Mexico stocks on Bolsa Mexicana end flat week near highs as Televisa scraps dividend — what’s next

Mexico City, Feb 28, 2026, 02:48 CST — The market has closed.

Mexico’s S&P/BMV IPC index closed Friday at 71,405.77, nudging up 0.02% for the day. For the week, though, it slipped roughly 0.04% from last Friday’s finish. Monday’s 1.12% drop set the tone, but the index managed to recover most of that loss by the weekend.

The flat close stands out, with Mexican stocks still hovering near record highs after a sharp climb. The IPC, now just under its 52-week top of about 72,111, has surged around 36% over the past year—so there’s not much room for negative surprises here. As a gauge of the biggest and most actively traded names on the Bolsa Mexicana de Valores, the index serves as a fast read on local risk sentiment.

The Bolsa is closed for the weekend, with trading set to resume Monday at 8:30 a.m. in Mexico City. Traders now turn to company outlooks and upcoming data for cues, as the next Bank of Mexico policy announcement isn’t due until March 26.

Televisa shares tumbled 7.5% this week after the company pulled its planned regular 2026 dividend, a move tied to its ongoing review of telecom investments. “Suspending the payment of our regular dividend in 2026,” Cable and Sky chief Francisco Valim told analysts, noting that capital expenditures might approach 25% of sales. Meanwhile, competitor TV Azteca is still navigating U.S. bankruptcy, with its stock frozen since 2023. Reuters

Becle, the company behind Jose Cuervo, flagged a tough outlook for 2026 as it works through a reshuffle of its U.S. distribution network and faces weaker demand. The stock slid up to 5% early on. “This will be a transition year,” CFO Rodrigo de la Maza said. Scotiabank’s Felipe Ucros didn’t hold back, calling it “a quarter to forget” and warning the start of 2026 “doesn’t look too bright either,” pointing to a flat U.S. tequila market. Reuters

Away from stocks, Pemex’s recent figures continue to shadow Mexican assets. Investors tracking country risk and funding are paying attention as the state-run oil giant slashed its Q4 loss, yet finished 2025 saddled with $85.2 billion in financial debt. $13.4 billion of that comes due this year, according to a filing.

Friday’s session ended with a bumpy ride in global markets. Stocks slipped as traders scrutinized lofty valuations and the mounting impact of AI, even as oil climbed—supply worries flared up again, this time linked to U.S.-Iran strains.
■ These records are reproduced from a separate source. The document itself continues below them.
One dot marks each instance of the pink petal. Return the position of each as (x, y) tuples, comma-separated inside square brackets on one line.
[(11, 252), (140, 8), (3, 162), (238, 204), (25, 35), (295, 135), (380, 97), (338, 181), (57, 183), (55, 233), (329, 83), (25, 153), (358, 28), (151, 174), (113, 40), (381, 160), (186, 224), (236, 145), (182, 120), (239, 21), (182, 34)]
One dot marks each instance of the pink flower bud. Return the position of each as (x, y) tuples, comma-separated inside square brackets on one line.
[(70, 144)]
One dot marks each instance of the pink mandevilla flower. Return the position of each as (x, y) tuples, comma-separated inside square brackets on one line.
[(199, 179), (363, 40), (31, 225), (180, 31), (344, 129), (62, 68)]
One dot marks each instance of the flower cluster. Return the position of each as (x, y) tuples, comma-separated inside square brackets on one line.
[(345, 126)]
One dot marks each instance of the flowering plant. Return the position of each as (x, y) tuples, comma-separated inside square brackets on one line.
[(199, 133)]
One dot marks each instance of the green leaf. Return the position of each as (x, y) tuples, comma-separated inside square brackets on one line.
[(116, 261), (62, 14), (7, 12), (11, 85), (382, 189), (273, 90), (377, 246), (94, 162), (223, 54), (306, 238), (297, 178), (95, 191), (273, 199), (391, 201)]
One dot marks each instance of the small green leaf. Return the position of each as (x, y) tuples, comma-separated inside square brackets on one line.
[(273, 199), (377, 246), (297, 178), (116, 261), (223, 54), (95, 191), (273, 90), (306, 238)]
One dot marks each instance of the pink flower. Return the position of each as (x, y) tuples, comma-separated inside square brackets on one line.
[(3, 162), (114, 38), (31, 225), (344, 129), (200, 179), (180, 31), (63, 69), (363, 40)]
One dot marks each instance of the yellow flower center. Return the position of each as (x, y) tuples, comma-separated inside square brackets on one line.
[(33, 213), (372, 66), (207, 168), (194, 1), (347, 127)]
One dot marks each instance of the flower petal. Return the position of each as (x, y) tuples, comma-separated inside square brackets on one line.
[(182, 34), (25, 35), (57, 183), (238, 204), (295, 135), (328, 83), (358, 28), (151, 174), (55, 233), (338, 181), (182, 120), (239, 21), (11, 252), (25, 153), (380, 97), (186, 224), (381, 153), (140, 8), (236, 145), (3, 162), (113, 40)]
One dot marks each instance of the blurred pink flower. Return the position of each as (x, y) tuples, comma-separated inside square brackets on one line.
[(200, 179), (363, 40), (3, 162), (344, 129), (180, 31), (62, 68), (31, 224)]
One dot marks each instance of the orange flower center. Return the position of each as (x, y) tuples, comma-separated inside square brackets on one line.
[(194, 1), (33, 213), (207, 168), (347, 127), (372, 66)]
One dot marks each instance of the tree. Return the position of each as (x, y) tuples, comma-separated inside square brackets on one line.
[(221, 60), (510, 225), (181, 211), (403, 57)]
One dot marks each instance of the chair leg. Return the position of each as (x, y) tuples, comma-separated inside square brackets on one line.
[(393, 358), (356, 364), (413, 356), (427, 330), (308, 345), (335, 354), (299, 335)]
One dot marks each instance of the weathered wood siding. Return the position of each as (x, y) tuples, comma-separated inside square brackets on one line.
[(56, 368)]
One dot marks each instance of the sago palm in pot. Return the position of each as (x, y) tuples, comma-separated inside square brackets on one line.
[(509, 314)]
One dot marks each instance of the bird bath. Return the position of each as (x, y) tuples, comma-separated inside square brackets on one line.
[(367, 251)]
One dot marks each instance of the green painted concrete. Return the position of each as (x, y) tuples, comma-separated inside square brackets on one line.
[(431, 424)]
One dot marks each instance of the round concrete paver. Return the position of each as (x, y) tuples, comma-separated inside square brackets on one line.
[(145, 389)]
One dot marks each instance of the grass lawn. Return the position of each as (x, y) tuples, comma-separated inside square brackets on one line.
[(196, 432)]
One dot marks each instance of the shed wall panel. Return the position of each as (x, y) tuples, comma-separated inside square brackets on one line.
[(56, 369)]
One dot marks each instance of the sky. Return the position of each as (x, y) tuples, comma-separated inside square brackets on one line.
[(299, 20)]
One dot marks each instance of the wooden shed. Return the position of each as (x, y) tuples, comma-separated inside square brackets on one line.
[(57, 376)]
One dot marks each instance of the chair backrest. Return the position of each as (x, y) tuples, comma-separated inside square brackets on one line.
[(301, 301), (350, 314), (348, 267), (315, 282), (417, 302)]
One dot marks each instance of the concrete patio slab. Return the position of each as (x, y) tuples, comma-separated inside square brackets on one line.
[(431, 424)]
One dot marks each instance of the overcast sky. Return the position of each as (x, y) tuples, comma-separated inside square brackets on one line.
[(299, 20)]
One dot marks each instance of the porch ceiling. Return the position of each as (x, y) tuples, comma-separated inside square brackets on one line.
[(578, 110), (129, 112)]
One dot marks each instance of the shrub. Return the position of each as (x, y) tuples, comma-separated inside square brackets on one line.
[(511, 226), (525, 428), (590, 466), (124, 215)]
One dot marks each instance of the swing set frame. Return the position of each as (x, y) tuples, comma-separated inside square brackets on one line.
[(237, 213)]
Mexico’s February S&P Global manufacturing PMI is on deck for March 2, the first real domestic macro gauge on the calendar next week. Last time out, January’s reading landed at 46.3—still under the 50 mark that divides expansion from contraction. That doesn’t leave much slack for another weak number if cyclical stocks want to keep their footing.

There’s a snag for the rate-cut outlook. Early February brought a climb in Mexico’s mid-month inflation, which reached 3.92%. Core inflation, excluding the choppier food and energy elements, edged up to 4.52%—still sitting above the central bank’s target range, according to official figures. Pantheon Macroeconomics’ Andres Abadia called the numbers a signal that policymakers have “limited scope” to loosen policy. Reuters

Mexico’s market is eyeing the February U.S. jobs report, out March 6 at 8:30 a.m. ET—a data drop known to jolt Treasury yields and the dollar. For IPC watchers, that’s the marker on the calendar before the new week kicks off.